Keywords: Database, Duplicate Detection, Records
I. INTRODUCTION
Data quality has become a key issue in computer-based
management systems. Inadequate data causes serious
operational difficulties as well as direct financial losses.
Operational databases store information generated by
business transactions, and this information is used by
management to support business decisions. Data
accuracy assurance is vital, as data is the cornerstone of
a company’s business operations. In addition to serious
implications on decision making, the quality of the data
may affect customer satisfaction, resulting in
unnecessary and possibly high costs to repair damage
caused by low-quality data. In an ideal situation, each
data item should have a global or unique identifier,
allowing these records to be identified, linked, and
related across tables. Unfortunately, this is not the case
in real-life, complex databases. Many organizations have
multiple data collection systems (e.g. Oracle, legacy
systems), and these may differ not only in values or
identifiers, but also in format, structure, and schema of
databases. Additionally, data quality is affected by
human error, such as data entry errors, and lack of
constraints.
When data is entered manually or gathered from
different sources, whether from different systems or
different locations, duplicate records may result.

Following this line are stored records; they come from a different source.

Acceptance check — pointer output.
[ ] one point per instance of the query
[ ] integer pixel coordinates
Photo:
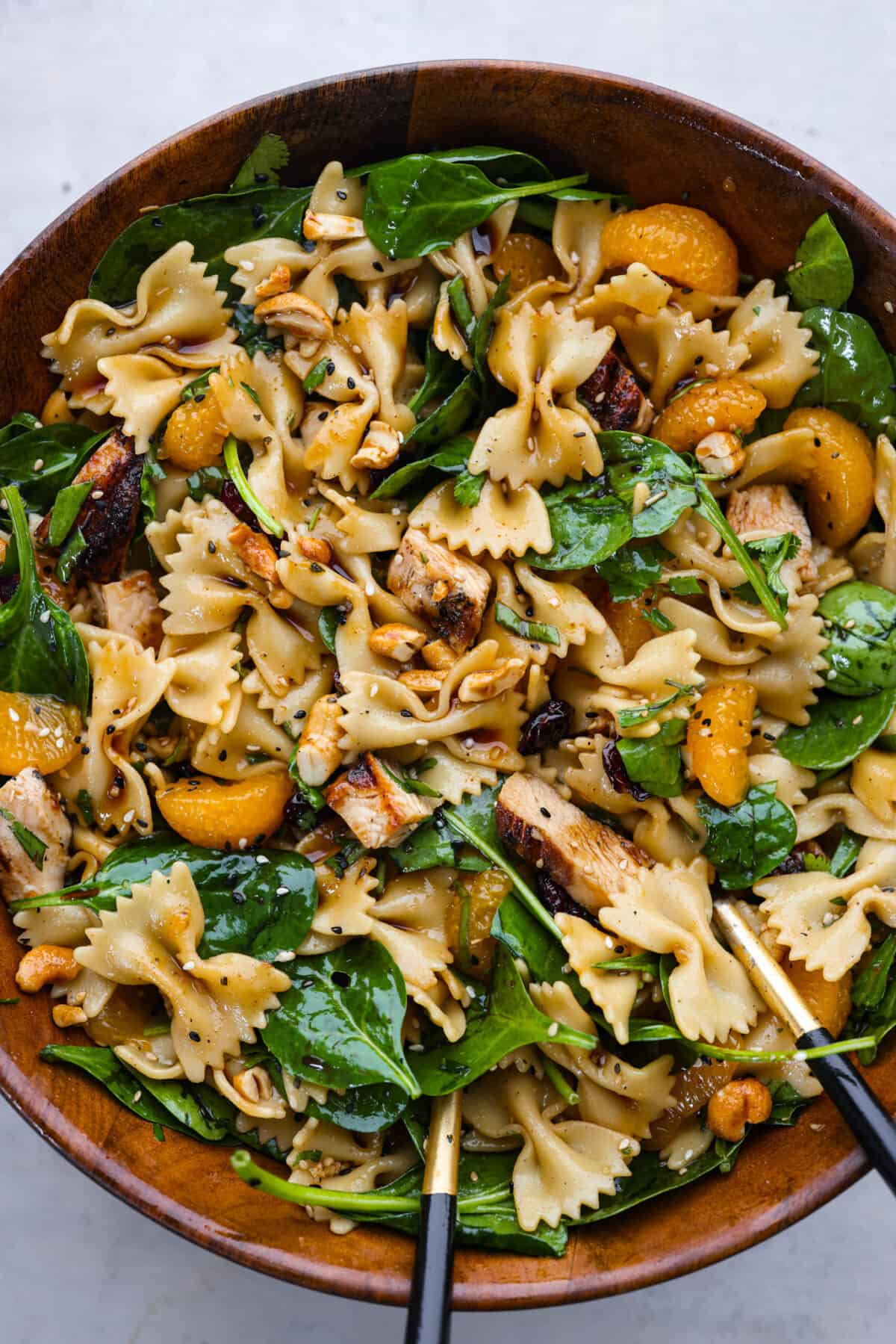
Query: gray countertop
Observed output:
(89, 85)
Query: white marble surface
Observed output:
(87, 87)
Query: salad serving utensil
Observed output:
(839, 1076)
(429, 1315)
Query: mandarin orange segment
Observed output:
(829, 1000)
(527, 260)
(718, 740)
(226, 816)
(37, 730)
(677, 242)
(840, 491)
(729, 405)
(195, 433)
(691, 1091)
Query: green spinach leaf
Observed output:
(40, 651)
(822, 272)
(650, 1177)
(748, 840)
(33, 844)
(255, 901)
(449, 460)
(261, 167)
(588, 526)
(633, 570)
(839, 730)
(656, 762)
(43, 459)
(420, 203)
(860, 624)
(340, 1024)
(770, 553)
(647, 713)
(364, 1110)
(855, 374)
(497, 1023)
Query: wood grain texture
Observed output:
(659, 146)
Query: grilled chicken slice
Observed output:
(448, 589)
(131, 607)
(615, 398)
(108, 516)
(378, 809)
(773, 510)
(583, 856)
(30, 800)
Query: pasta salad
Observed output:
(422, 593)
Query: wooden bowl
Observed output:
(657, 146)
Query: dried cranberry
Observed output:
(544, 728)
(558, 899)
(618, 775)
(238, 507)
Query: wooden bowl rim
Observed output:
(481, 1295)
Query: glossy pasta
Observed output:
(425, 631)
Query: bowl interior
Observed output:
(657, 146)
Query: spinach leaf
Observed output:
(647, 713)
(104, 1065)
(340, 1024)
(481, 334)
(421, 202)
(855, 374)
(503, 164)
(497, 1023)
(66, 510)
(656, 762)
(875, 996)
(450, 415)
(467, 488)
(588, 524)
(536, 631)
(650, 1177)
(211, 223)
(366, 1110)
(837, 731)
(328, 624)
(845, 855)
(748, 840)
(247, 495)
(526, 937)
(770, 554)
(473, 819)
(260, 168)
(193, 1109)
(252, 335)
(633, 570)
(822, 272)
(206, 480)
(441, 374)
(33, 844)
(786, 1103)
(40, 651)
(260, 902)
(42, 460)
(450, 460)
(860, 624)
(632, 459)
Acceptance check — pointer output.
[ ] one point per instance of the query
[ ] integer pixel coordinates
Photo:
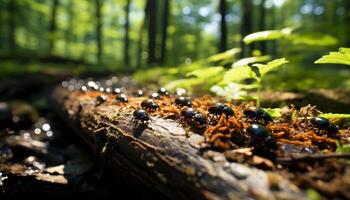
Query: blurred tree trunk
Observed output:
(11, 9)
(69, 32)
(152, 31)
(126, 36)
(262, 24)
(165, 23)
(346, 22)
(140, 41)
(53, 26)
(223, 26)
(98, 5)
(246, 25)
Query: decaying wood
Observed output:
(165, 157)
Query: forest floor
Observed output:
(40, 154)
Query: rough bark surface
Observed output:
(164, 156)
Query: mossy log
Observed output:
(163, 156)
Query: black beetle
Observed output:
(324, 124)
(101, 99)
(183, 101)
(163, 92)
(199, 119)
(261, 138)
(257, 114)
(122, 98)
(220, 109)
(155, 95)
(149, 104)
(141, 115)
(117, 91)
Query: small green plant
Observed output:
(255, 72)
(340, 57)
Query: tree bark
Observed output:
(223, 26)
(262, 27)
(165, 22)
(246, 25)
(140, 41)
(53, 26)
(162, 155)
(11, 9)
(98, 5)
(346, 22)
(152, 31)
(126, 35)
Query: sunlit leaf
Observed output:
(313, 39)
(207, 72)
(340, 57)
(335, 116)
(267, 35)
(229, 54)
(237, 74)
(270, 66)
(250, 60)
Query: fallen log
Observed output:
(164, 156)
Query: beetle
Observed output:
(180, 92)
(117, 91)
(163, 92)
(257, 114)
(183, 101)
(149, 104)
(324, 124)
(140, 116)
(101, 99)
(155, 95)
(219, 109)
(261, 138)
(139, 93)
(191, 115)
(121, 98)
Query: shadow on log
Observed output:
(163, 156)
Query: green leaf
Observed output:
(270, 66)
(250, 60)
(340, 57)
(267, 35)
(313, 39)
(229, 54)
(342, 148)
(274, 112)
(335, 116)
(237, 74)
(207, 72)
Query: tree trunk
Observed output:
(246, 25)
(11, 9)
(223, 26)
(262, 25)
(53, 26)
(162, 155)
(126, 35)
(346, 22)
(152, 31)
(98, 5)
(165, 22)
(140, 41)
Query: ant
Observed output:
(140, 116)
(183, 101)
(149, 105)
(122, 98)
(219, 109)
(257, 114)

Describe duplicate records as “all cases of multiple
representations of same real-world objects, i.e.,
duplicates in a data source”. Heterogeneous data often
lacks a global identifier, or a primary key, which would
uniquely identify real-world objects.
II. METHODS AND MATERIAL
A. Data Preparation
Duplicate record detection is the process of identifying
different or multiple records that refer to one unique
real-world entity or object. Typically, the process of
duplicate detection is preceded by a data preparation
stage, during which data entries are stored in a uniform
manner in the database, resolving (at least partially) the
structural heterogeneity problem.
The data preparation stage includes the following steps.
i. Parsing
It locates, identifies and isolates individual data elements
in the source files. Parsing makes it easier to correct,